Por Karla Souza
Aos 82 anos, Romilda Silva da Conceição é um exemplo de determinação e superação. Em outubro, ela surpreendeu ao participar da segunda fase da 19ª edição da Olimpíada Brasileira de Matemática das Escolas Públicas (OBMEP). Estudante do 7º ano do ensino fundamental do Programa de Educação para Jovens e Adultos (EJA) no município de Feira de Santana, Romilda foi premiada com uma medalha após realizar a prova ao lado de alunos de diferentes idades. Sua trajetória de retorno aos estudos não é apenas uma conquista individual, mas também um símbolo de resistência contra as desigualdades educacionais que ainda marcam o Brasil.
De acordo com a Pesquisa Nacional por Amostra de Domicílio Contínua (PNAD), realizada pelo IBGE, em 2023, o País tinha 9,3 milhões de analfabetos, ou 5,4% da população. Esse índice é ainda mais grave quando se observa a situação de pessoas com mais de 60 anos, cuja taxa de analfabetismo chega a 15,4%, quase três vezes a média nacional. A desigualdade racial agrava ainda mais esse cenário, com 22,7% de idosos negros analfabetos, enquanto a taxa entre brancos é de 8,6%. Analisando as estatísticas, é possível entender por que a vitória de Dona Romilda é ainda mais significativa.
Romilda nasceu e cresceu em Santo Estevão, interior da Bahia, onde teve uma infância marcada pelo trabalho na roça e a falta de oportunidades educacionais. Depois de se casar aos 25 anos e criar seus seis filhos, ela deixou os estudos de lado para cuidar da família. Apenas em 2023, inspirada pela neta que havia ingressado na faculdade, Romilda decidiu retomar sua educação formal.
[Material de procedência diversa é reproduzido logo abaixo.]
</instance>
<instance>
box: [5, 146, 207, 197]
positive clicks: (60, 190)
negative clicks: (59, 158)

O retorno à sala de aula foi um desafio, mas também um renascimento. No EJA, Romilda encontrou apoio de professores e colegas que a incentivaram a seguir em frente. Seu esforço a levou a participar da OBMEP, onde foi premiada pela dedicação e capacidade. “Quando soube que tinha ganhado a medalha, nem acreditei. Foi um momento de muita alegria para mim e minha família”, comemora.
A vigorosa estudante dialogou com a Afirmativa sobre sua trajetória na educação até o atual momento.
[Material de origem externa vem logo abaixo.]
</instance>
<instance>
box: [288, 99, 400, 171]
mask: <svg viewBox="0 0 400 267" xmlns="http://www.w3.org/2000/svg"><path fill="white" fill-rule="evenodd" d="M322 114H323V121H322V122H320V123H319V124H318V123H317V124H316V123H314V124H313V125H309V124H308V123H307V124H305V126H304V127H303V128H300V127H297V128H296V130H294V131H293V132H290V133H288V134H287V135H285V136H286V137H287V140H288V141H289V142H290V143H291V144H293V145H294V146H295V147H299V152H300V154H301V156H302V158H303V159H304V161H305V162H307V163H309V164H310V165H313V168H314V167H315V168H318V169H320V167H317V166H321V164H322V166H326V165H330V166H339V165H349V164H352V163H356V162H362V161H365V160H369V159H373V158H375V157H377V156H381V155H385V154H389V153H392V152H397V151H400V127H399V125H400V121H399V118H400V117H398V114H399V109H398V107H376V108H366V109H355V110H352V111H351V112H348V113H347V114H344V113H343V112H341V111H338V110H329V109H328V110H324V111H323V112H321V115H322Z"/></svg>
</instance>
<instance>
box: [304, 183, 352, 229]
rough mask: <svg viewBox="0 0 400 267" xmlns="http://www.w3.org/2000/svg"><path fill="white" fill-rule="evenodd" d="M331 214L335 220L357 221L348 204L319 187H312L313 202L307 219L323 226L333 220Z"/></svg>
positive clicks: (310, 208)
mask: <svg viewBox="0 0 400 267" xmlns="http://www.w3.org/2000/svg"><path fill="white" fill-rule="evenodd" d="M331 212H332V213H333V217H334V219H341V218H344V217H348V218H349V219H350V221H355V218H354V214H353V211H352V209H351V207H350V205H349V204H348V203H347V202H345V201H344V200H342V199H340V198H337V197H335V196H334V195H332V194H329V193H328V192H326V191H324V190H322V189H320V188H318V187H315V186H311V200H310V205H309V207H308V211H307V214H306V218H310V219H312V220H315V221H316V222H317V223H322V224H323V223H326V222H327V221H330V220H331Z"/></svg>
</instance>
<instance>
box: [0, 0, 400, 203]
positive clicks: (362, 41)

Revista Afirmativa: Dona Romilda, como a senhora descreveria a sua infância e a relação com a educação?
Romilda Silva da Conceição: Eu comecei a estudar quando era nova, lá em Santo Estevão, mas sempre tinha que ir trabalhar na roça com meu pai. Quando chegava a noite, eu estava tão cansada que não conseguia estudar direito. Depois, me casei, vim para Feira de Santana e criei meus filhos: Raílda, Raíneide, Rainalva, João, Rainê e Alcir. Só voltei a estudar ano passado.
R.A.: O que a motivou a retomar os estudos após tanto tempo?
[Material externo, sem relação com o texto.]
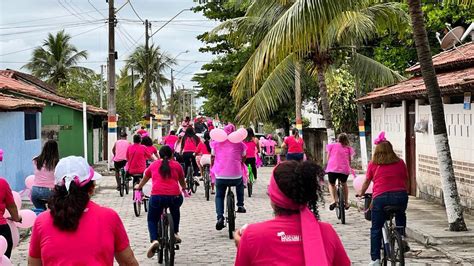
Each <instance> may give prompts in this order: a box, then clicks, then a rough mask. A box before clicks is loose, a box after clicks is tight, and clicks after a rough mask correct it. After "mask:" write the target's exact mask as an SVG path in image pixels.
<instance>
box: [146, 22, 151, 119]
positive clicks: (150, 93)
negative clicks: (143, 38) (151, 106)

R.S.C.: Quando minha neta foi para a faculdade, eu pensei: agora é a minha vez. Sempre tive vontade de aprender mais, mas nunca dava tempo. Agora, eu quero estudar para poder ler e escrever bem. Quero assinar meu nome direito e entender o que leio.
R.A: Como foi receber a notícia da sua premiação na OBMEP?
R.S.C.: Eu estava na sala de aula quando a diretora chegou e disse que eu tinha ganhado uma medalha. Fiquei surpresa e muito feliz! Quando contei para meus filhos, eles ficaram orgulhosos. O primeiro a saber foi o João. Ele tirou foto e mandou para todo mundo.
R.A.: Qual é a importância da educação para você?
R.S.C.: A educação muda tudo. Eu sempre dizia para meus filhos que eles precisavam estudar. Mesmo sem saber ler direito, eu fazia de tudo para matricular eles na escola. Agora é minha vez, e estou aprendendo coisas que nunca imaginei.
R.A.: Como tem sido a reação das pessoas ao seu redor ao vê-la de volta à escola?
R.S.C: No começo, muita gente dizia que eu era velha demais para estudar. Mas, depois que me viram na sala de aula, muitos mudaram de ideia. Alguns que tinham parado de estudar decidiram voltar, dizendo que se eu, com 82 anos, posso, eles também podem. Tinha outros alunos que se achavam velhos para estudar, mas eles me veem e percebem que eu sou a mais velha e estou lá na escola.
R.A.: Que mensagem a senhora gostaria de deixar para outras pessoas da sua idade que pensam em voltar a estudar?
R.S.C: Nunca é tarde para aprender. Enquanto a gente tem vida, tem esperança. Não importa a idade, sempre vale a pena estudar. Eu me sinto mais viva agora, e quero continuar aprendendo cada vez mais.